Aqueous-Phase Chemical Processes in Deliquescent Seasalt Aerosols

Abstract

The aqueous-phase chemistry of deliquescent seasalt aerosols in the remote marine boundary layer is investigated with a steady-state box model. The model simulates the scavenging of soluble and reactive gaseous species by the seasalt aerosols, the chemical reactions of these species and seasalt ions in the deliquescent solution, and changes in the aerosol composition that occur as a result of these processes. Because of the alkalinity of seasalt, the calculations indicate that deliquescent seasalt aerosols are strongly buffered and as a result their pH remains close to 8 until the amount of acid added to the aerosol solution exceeds the alkalinity. The oxidation of chloride by O3 as well as by free radicals are found to proceed at extremely slow rates and thus these reactions can not explain the high chloride deficits recently observed over the North Atlantic Ocean.

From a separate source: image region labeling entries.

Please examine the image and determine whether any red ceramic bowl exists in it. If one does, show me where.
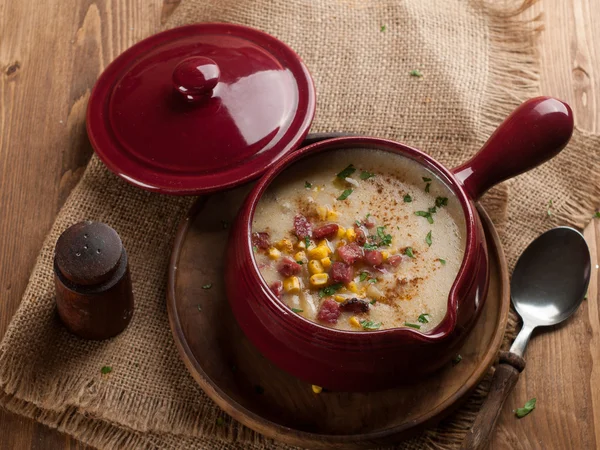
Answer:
[225,97,573,391]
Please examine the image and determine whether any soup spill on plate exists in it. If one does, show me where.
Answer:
[252,149,466,332]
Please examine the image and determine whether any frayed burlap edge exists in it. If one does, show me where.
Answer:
[0,0,548,449]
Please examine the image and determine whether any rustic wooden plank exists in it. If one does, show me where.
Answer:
[0,0,600,450]
[0,0,164,450]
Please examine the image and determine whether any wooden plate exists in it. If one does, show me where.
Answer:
[167,187,510,449]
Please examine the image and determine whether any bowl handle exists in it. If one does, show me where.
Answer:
[452,97,573,200]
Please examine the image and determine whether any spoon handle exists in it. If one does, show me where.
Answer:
[461,352,525,450]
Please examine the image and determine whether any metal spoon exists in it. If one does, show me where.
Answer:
[462,227,591,449]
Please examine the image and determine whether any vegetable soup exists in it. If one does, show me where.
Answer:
[252,149,466,332]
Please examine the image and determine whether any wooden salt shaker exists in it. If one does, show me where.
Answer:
[54,221,133,340]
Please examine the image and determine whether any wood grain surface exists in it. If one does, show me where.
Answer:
[0,0,600,450]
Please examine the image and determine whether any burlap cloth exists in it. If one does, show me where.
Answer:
[0,0,600,449]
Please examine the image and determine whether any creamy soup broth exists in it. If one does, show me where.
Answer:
[252,149,466,332]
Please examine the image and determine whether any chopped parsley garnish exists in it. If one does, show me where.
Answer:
[415,211,433,223]
[435,197,448,208]
[425,230,431,247]
[319,283,344,298]
[338,189,353,200]
[515,398,537,419]
[377,227,392,246]
[360,320,381,330]
[336,164,356,180]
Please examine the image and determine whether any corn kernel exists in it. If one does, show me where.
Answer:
[275,239,294,253]
[308,259,325,274]
[317,205,327,220]
[268,247,281,259]
[294,252,306,261]
[283,277,300,293]
[348,316,360,328]
[308,245,331,259]
[346,228,356,242]
[346,281,358,294]
[310,273,329,287]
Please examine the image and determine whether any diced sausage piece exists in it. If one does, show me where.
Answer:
[294,214,312,239]
[277,256,302,277]
[269,280,283,298]
[313,223,340,239]
[329,261,354,283]
[387,255,402,267]
[365,250,383,266]
[317,298,342,323]
[337,242,363,265]
[252,232,271,250]
[340,298,370,314]
[354,226,367,245]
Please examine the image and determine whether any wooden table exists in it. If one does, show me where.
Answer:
[0,0,600,450]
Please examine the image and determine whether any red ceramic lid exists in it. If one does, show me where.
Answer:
[87,24,315,195]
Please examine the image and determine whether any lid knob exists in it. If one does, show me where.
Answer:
[173,56,221,102]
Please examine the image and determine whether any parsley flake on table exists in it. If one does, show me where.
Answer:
[515,398,537,419]
[337,189,354,200]
[319,283,344,298]
[425,230,432,247]
[360,320,381,330]
[336,164,356,180]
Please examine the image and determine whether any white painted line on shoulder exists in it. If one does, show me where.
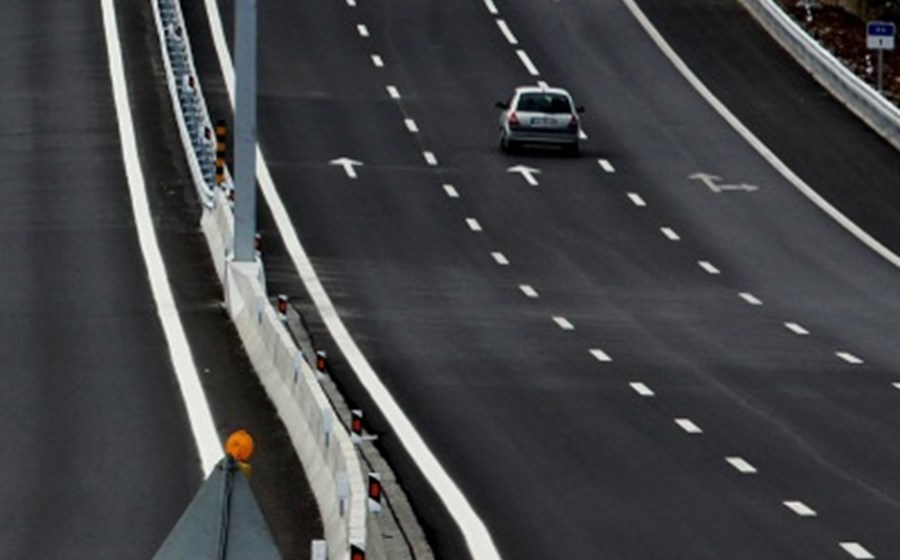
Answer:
[209,0,500,560]
[597,159,616,173]
[784,321,809,336]
[784,500,816,517]
[516,49,541,76]
[697,261,721,274]
[628,193,647,207]
[834,352,865,366]
[101,0,222,475]
[675,418,703,434]
[725,457,757,474]
[497,19,519,45]
[841,542,875,560]
[591,348,612,362]
[659,227,681,241]
[623,0,900,267]
[519,284,538,299]
[629,381,656,397]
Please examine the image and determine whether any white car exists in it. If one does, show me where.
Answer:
[497,86,584,155]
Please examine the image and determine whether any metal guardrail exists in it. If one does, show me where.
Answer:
[740,0,900,150]
[151,0,376,560]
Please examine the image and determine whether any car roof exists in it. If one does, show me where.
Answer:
[516,86,571,97]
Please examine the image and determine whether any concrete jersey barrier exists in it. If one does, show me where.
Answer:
[151,0,386,560]
[740,0,900,149]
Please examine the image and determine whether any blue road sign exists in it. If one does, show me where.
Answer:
[866,21,897,50]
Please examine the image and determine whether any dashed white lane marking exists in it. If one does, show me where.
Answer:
[784,321,809,336]
[659,227,681,241]
[725,457,757,474]
[516,49,541,76]
[497,19,519,45]
[591,348,612,362]
[491,251,509,266]
[841,542,875,560]
[629,381,656,397]
[834,352,865,366]
[628,193,647,207]
[101,0,222,474]
[519,284,538,299]
[697,261,721,274]
[784,500,816,517]
[675,418,703,434]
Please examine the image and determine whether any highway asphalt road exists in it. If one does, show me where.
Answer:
[0,0,321,560]
[191,0,900,560]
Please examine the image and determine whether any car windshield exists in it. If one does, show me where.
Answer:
[517,93,572,113]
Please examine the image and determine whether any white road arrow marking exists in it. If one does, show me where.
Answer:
[688,173,759,193]
[328,157,363,179]
[506,165,541,187]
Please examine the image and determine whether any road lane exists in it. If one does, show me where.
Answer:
[192,2,898,558]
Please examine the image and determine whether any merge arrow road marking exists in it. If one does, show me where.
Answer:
[506,165,541,187]
[328,157,363,179]
[688,173,759,193]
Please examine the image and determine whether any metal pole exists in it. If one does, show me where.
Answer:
[234,0,256,262]
[878,49,884,93]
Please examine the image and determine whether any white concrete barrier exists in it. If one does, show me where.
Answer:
[151,0,386,560]
[740,0,900,149]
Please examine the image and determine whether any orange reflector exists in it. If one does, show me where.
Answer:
[225,430,253,463]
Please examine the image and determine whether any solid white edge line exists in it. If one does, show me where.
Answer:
[623,0,900,267]
[101,0,223,476]
[204,0,500,560]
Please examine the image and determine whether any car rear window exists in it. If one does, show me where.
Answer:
[516,93,572,113]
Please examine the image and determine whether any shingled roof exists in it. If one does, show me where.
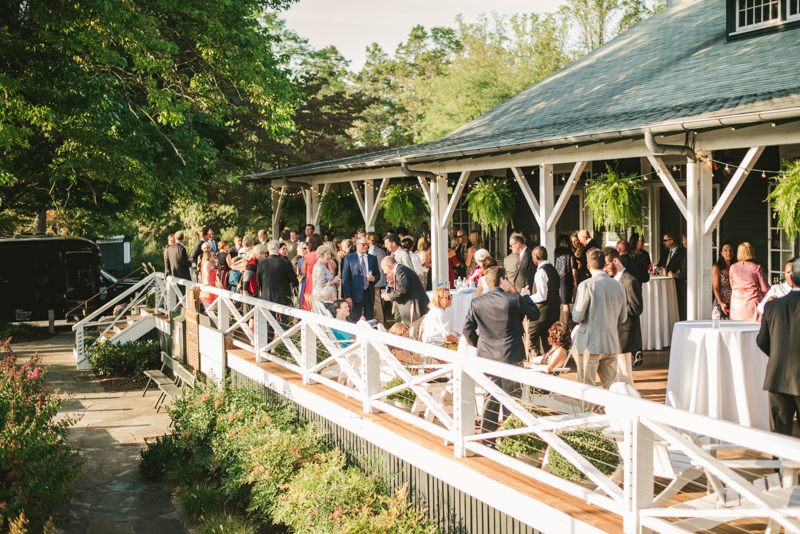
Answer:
[247,0,800,179]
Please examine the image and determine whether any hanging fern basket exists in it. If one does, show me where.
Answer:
[383,185,430,226]
[466,178,516,232]
[584,165,647,234]
[767,160,800,241]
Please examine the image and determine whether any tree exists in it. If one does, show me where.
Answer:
[0,0,297,234]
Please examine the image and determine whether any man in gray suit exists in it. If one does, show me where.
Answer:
[572,249,633,387]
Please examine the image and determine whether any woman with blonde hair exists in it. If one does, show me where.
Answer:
[466,230,488,272]
[728,242,769,321]
[422,287,458,350]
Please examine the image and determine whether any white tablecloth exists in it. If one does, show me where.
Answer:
[667,321,769,430]
[639,276,680,350]
[428,289,476,334]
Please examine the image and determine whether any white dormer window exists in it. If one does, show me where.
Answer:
[736,0,780,31]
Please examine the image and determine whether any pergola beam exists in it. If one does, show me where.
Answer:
[647,155,689,219]
[703,146,766,235]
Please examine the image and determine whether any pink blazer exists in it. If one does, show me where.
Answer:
[730,261,769,321]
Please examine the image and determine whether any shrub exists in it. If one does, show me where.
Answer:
[386,376,417,406]
[547,428,620,482]
[86,340,161,376]
[497,415,546,456]
[0,340,85,531]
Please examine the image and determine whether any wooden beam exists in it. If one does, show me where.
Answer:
[511,167,544,226]
[350,182,368,221]
[703,146,766,235]
[367,178,391,226]
[441,171,470,229]
[647,155,689,219]
[547,161,588,232]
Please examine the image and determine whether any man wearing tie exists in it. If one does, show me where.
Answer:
[342,237,379,322]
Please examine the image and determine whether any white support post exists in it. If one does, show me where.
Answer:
[539,164,556,254]
[686,157,713,321]
[359,338,381,413]
[299,322,317,385]
[453,363,475,458]
[253,308,269,362]
[647,156,689,221]
[703,146,767,235]
[620,417,655,534]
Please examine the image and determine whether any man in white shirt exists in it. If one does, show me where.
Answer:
[756,258,797,315]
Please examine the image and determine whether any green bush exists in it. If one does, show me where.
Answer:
[0,340,85,532]
[497,415,547,457]
[547,428,620,482]
[86,340,161,376]
[386,376,417,406]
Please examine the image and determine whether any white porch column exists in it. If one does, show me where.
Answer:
[539,164,556,254]
[686,157,714,321]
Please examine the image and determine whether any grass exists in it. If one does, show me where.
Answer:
[0,321,53,343]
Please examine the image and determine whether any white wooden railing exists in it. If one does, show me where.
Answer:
[123,277,800,534]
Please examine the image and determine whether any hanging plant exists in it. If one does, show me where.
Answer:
[383,185,430,226]
[319,188,364,232]
[466,178,516,232]
[767,160,800,241]
[584,165,647,234]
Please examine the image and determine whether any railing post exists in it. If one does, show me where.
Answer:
[253,306,269,362]
[620,417,654,534]
[453,363,475,458]
[300,321,317,385]
[359,338,381,413]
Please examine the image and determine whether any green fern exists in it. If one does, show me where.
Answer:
[466,178,516,232]
[383,185,430,226]
[767,160,800,241]
[584,165,647,234]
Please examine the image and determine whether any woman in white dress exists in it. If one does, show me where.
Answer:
[422,287,458,350]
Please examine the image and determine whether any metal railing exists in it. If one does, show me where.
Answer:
[156,278,800,534]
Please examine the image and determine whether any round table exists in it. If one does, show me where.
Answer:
[639,276,680,350]
[667,321,769,430]
[428,288,476,334]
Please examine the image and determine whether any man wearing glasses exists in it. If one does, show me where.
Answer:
[658,232,687,321]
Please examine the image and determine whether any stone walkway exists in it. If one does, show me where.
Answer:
[12,332,189,534]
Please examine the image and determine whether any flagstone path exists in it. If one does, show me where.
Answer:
[12,332,189,534]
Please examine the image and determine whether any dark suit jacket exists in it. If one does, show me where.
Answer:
[617,269,643,354]
[464,287,539,364]
[389,263,430,324]
[164,243,192,280]
[514,247,536,293]
[756,291,800,397]
[342,252,380,302]
[256,254,297,306]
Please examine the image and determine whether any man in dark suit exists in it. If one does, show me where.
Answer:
[464,267,539,432]
[342,236,378,322]
[603,247,644,367]
[756,258,800,436]
[658,232,688,321]
[508,234,536,292]
[166,231,192,280]
[381,256,430,337]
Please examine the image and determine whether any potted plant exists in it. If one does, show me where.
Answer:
[497,415,547,464]
[383,185,430,226]
[547,428,620,482]
[386,376,417,411]
[466,178,516,232]
[584,165,647,234]
[767,160,800,241]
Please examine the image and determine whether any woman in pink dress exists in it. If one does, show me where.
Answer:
[730,243,769,322]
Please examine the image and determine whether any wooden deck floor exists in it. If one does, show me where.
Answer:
[228,349,784,534]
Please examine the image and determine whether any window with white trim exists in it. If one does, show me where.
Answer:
[736,0,780,30]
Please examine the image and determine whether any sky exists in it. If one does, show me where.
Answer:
[280,0,563,71]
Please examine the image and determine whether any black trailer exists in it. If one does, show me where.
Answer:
[0,234,108,321]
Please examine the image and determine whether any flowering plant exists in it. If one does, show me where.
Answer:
[0,338,85,532]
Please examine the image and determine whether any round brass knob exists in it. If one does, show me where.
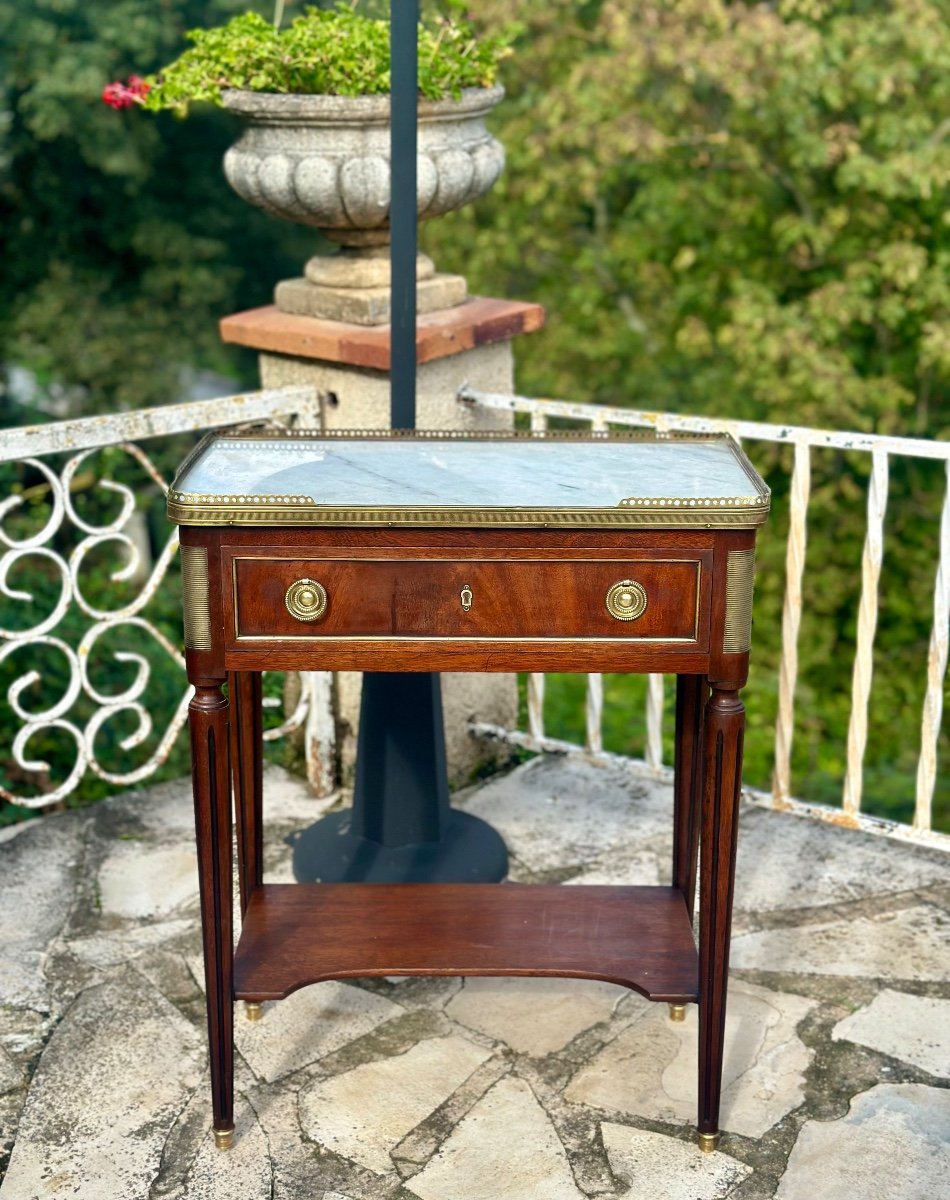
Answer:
[284,580,326,620]
[605,580,647,620]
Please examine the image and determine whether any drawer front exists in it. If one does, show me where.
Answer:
[232,557,705,642]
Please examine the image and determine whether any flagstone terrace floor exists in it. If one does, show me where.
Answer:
[0,758,950,1200]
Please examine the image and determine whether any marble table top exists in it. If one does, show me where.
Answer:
[168,431,769,528]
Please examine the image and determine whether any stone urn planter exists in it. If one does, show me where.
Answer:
[223,86,505,325]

On the other hand, the oxidation of dissolved SIV by O3 in seasalt aerosols is found to proceed at an extremely high rate and appears to explain the observations of nss-SO42- in seasalt aerosols over the Noth Atlantic Ocean. The high rate of SIV oxidation is found to proceed until the amount of nss-SO42- generated in the aerosol is sufficiently large to overwhelm the buffering capacity and lower the pH below 5.5. As a result, the calculations suggest a strong coupling between the cycles of S and alkalinity in the marine boundary layer that may act to limit the generation of cloud condensation nuclei from the oxidation of biogenic S emissions.